A researcher wishes to conduct a study of the color preferences of new car buyers. Suppose that
40% of this population prefers the color red. If
16 buyers are randomly selected, what is the probability that at least
2 buyers would prefer red? Round your answer to four decimal places.
My method:
o.40 * 16 / 2 = 3.2
Did I get it right? if not, what is the best approach
Best Answer
Your calculation cannot be right. For any probability must be between $0$ and $1$, but $3.2$ is not.
We have repeated an experiment independently $16$ times. Each time the probability of success (prefers red) is $0.4$. We want the probability that the number of successes is $\ge 2$.

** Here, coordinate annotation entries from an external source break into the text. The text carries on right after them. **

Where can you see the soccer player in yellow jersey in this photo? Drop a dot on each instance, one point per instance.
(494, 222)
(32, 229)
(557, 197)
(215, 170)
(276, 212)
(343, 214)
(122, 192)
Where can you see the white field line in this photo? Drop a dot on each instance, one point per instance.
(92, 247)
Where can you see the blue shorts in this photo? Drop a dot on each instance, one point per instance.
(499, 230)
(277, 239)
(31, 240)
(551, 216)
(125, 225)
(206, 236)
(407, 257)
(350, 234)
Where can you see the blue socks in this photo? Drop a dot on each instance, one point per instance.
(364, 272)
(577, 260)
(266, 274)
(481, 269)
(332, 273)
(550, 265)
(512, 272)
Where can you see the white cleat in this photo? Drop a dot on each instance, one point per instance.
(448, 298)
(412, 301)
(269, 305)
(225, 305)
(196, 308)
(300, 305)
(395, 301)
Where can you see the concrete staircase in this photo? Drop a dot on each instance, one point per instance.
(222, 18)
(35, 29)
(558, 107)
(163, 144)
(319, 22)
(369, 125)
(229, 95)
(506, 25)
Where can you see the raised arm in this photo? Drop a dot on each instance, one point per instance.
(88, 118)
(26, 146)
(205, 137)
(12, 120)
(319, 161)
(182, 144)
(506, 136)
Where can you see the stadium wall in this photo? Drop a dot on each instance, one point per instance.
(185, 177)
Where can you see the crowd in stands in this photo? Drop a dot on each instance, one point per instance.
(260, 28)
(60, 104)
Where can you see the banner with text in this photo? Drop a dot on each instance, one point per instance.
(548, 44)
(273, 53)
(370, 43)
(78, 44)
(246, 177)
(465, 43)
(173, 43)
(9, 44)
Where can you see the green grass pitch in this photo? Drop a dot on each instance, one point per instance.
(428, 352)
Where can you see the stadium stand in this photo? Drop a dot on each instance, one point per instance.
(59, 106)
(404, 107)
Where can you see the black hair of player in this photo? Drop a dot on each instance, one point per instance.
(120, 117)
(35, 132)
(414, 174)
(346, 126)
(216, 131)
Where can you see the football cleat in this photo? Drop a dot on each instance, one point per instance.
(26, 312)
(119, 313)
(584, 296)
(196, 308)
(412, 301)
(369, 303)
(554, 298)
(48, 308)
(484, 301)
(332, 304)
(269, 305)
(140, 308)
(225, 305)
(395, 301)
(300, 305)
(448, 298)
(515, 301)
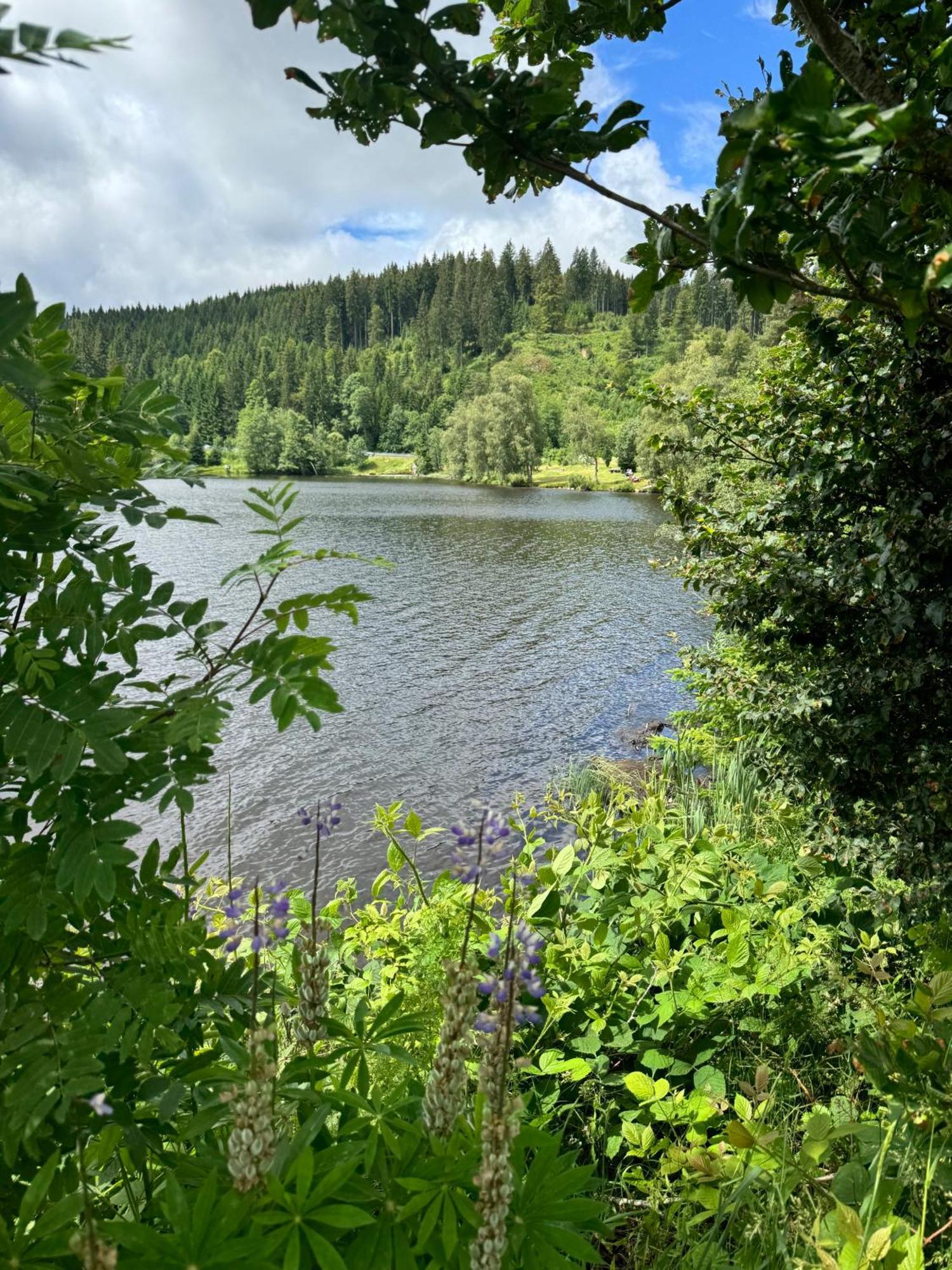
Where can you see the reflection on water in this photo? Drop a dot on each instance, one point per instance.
(519, 628)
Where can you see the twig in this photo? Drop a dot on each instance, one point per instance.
(937, 1234)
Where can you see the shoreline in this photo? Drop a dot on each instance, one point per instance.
(552, 479)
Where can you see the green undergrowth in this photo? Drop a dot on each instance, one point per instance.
(747, 1048)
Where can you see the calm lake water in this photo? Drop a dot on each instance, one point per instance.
(519, 629)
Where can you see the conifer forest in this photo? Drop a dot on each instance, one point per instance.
(639, 951)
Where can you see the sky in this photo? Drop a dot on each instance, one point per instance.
(187, 167)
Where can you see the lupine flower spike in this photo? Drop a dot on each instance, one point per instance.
(445, 1099)
(93, 1253)
(253, 1142)
(262, 930)
(313, 959)
(517, 958)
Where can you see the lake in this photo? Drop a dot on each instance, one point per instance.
(519, 628)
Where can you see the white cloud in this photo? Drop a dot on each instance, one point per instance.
(188, 167)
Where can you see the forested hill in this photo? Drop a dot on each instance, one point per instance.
(383, 358)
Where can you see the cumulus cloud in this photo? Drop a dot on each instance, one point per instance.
(188, 168)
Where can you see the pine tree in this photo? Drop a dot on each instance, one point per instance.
(549, 291)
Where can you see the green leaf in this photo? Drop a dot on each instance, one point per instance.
(642, 1086)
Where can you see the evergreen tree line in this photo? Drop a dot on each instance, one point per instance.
(380, 360)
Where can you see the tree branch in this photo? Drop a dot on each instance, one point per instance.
(846, 55)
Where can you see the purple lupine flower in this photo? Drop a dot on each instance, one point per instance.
(324, 817)
(494, 827)
(272, 923)
(513, 977)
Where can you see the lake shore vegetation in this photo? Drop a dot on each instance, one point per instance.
(697, 1015)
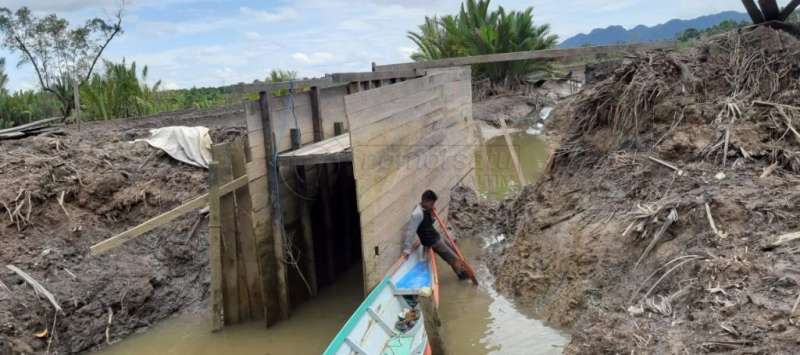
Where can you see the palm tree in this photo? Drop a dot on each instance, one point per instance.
(769, 13)
(476, 30)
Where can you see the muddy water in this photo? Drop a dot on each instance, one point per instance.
(476, 321)
(497, 176)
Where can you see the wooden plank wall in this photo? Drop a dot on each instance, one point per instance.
(237, 290)
(406, 138)
(284, 287)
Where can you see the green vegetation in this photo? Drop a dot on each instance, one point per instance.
(121, 90)
(476, 30)
(119, 93)
(59, 55)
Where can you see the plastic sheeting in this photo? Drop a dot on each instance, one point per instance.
(191, 145)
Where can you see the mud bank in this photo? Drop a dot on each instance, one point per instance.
(62, 193)
(655, 229)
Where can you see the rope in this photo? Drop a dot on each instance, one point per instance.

The probability that the number of successes is $k$ is $\binom{16}{k}(0.4)^k(0.6)^{16-k}$. For the probability that the number of successes is $\ge 2$, add up, $k=2$ to $16$. This will give you a correct expression, and with a great deal of work you can evaluate the $15$ terms and find their sum.
However, there is a simpler way. Let $p$ be the probability of $0$ or $1$ successes. Then the probability of $\ge 2$ successes is $1-p$. If we can find $p$, we can then easily compute the answer.
The probability of $0$ successes (nobody in our sample prefers red) is $(0.6)^{16}$.
The probability exactly one person prefers red is $\binom{16}{1}(0.4)(0.6)^{15}$.
So $p=(0.6)^{16}+\binom{16}{1}(0.4)(0.6)^{15}$. Calculate, and to finish find $1-p$.